The U.S. Department of Agriculture has stopped the rulemaking process on the controversial "Hardwood Lumber and Hardwood Plywood Promotion, Research and Information Order." Published in the Oct. 28 Federal Register, the notice from the USDA's Agricultural Marketing Service states: "Based on comments received, outstanding substantive questions and significant proposed modifications from stakeholders, USDA is terminating the proceeding." The termination is effective Oct. 29.

Originally published in the Federal Register in November 2013, the proposed Hardwood Checkoff sought to set a tax on lumber producers to help promote wood sales, similar to the "Got Milk?" and "Pork: The Other White Meat" ad programs. The USDA said it received more than 900 comments to the original proposal, the majority of which opposed the program.

A supplemental notice was issued in June 2015, with comments collected through Sept. 7.  The sponsoring Blue Ribbon Committee also submitted revisions in September in an attempt to gain the necessary support for the program. Those revisions, which included the removal of plywood, flooring and green mills, and the scaling back of fees, would have reduced the generated revenues significantly below the $10 million sought in the original proposal.

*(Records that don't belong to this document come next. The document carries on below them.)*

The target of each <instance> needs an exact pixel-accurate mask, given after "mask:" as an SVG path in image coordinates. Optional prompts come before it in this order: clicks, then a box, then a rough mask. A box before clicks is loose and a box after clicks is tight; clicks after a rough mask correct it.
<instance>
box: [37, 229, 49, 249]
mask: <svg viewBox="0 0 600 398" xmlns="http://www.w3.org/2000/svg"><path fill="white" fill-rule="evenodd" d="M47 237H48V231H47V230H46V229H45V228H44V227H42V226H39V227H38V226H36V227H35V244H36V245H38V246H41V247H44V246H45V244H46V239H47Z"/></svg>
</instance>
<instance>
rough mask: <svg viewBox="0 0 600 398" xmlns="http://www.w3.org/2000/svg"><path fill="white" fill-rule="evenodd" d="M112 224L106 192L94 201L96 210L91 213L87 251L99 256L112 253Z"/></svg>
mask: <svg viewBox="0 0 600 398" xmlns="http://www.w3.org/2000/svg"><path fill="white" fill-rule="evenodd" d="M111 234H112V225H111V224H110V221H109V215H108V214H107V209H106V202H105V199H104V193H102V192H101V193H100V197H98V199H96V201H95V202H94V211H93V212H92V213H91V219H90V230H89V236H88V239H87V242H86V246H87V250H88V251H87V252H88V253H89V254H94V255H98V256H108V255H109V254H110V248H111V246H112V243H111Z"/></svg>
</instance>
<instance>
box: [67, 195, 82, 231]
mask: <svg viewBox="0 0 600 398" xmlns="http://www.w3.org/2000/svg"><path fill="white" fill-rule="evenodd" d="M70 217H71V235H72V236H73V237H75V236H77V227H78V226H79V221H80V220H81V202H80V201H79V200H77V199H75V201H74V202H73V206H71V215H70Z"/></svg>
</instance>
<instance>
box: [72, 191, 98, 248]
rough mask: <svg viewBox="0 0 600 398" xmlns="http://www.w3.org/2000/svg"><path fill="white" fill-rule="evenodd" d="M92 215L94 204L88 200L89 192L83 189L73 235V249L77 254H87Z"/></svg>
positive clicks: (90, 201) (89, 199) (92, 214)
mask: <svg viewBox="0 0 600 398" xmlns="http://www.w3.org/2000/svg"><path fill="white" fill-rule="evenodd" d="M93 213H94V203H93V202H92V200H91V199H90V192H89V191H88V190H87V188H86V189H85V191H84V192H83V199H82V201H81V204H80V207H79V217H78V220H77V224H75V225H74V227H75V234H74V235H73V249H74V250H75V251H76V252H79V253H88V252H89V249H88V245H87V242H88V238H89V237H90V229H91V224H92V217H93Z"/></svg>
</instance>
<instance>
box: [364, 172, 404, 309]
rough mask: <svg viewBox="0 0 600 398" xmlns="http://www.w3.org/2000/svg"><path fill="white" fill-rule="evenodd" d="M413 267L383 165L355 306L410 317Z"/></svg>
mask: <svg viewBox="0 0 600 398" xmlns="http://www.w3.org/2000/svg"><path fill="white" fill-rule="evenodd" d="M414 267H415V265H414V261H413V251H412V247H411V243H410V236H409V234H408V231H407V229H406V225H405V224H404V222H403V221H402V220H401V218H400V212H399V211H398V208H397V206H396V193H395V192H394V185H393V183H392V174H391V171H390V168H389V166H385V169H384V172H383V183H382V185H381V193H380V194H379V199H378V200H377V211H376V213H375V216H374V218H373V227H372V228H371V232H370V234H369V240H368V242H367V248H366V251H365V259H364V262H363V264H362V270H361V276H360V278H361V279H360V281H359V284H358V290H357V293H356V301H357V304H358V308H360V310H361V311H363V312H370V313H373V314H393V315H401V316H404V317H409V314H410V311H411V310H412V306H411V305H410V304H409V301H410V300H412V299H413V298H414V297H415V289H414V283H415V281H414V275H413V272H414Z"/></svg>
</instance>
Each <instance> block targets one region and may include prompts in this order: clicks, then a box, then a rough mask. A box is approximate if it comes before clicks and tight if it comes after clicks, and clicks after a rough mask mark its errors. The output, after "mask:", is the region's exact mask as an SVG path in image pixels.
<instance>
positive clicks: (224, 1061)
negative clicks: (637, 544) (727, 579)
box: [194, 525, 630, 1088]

Hardwood Checkoff Opponents Disputed Dollars Raised by Program

The US Hardwood Lumber Industrial Coalition called into question the need for a Hardwood Checkoff Program, claiming the latest round of revisions would have generated revenues of less than $2 million, an amount smaller than that claimed by the program's proponents and far below the $10 million sought in the original proposal.

However, the USDA said, "In response to the supplemental notice, USDA received over 300 comments; a majority of the comments continued to oppose the program. Based on all the comments received, outstanding substantive questions and significant proposed modifications to the proposed program from stakeholders, USDA is terminating the proceeding. This action also terminates the proposed rules on the referendum procedures."

From the beginning, the US Hardwood Lumber Industry Coalition opposed the proposal while disputing the amount of money it would raise. Jeff Edwards, of Edwards Wood Products, and co-chairman of the coalition said, “Kudos to Secretary Vilsack and the AMS for listening to the overwhelming consensus opinion of the industry that the checkoff program model built for agricultural commodities just does not fit hardwood manufacturing.”

Co-chairman Jeff Hanks, of Bill Hanks Lumber, added, “While virtually everyone in the industry felt some level of frustration with the process over the past two years, it is good to see that the system ultimately works.”

Blue Ribbon Committee Issues Response
In response to the USDA's termination of the program, Jim Howard, co- chairman of the Blue Ribbon Committee which first proposed the Hardwood Checkoff, issued this comment:

“After five years of extensive discussion and revisions incorporating most of the suggestions presented in public comments, we were disappointed that the checkoff opponents were not willing to have the industry take a vote on a more streamlined checkoff proposal, leaving USDA little choice but to terminate.  Members of the BRC look forward to resuming a vigorous conversation around ways we can all pull together to make sure the hardwood industry will be here and healthy for our next generations.

"We thank our many supporters and the USDA personnel who worked with us in this endeavor.  We hope the US Hardwood Lumber Industry Coalition whose members opposed this funding idea will take the lead in developing workable, sustainable alternatives which can be supported by all sectors of the industry,” he added.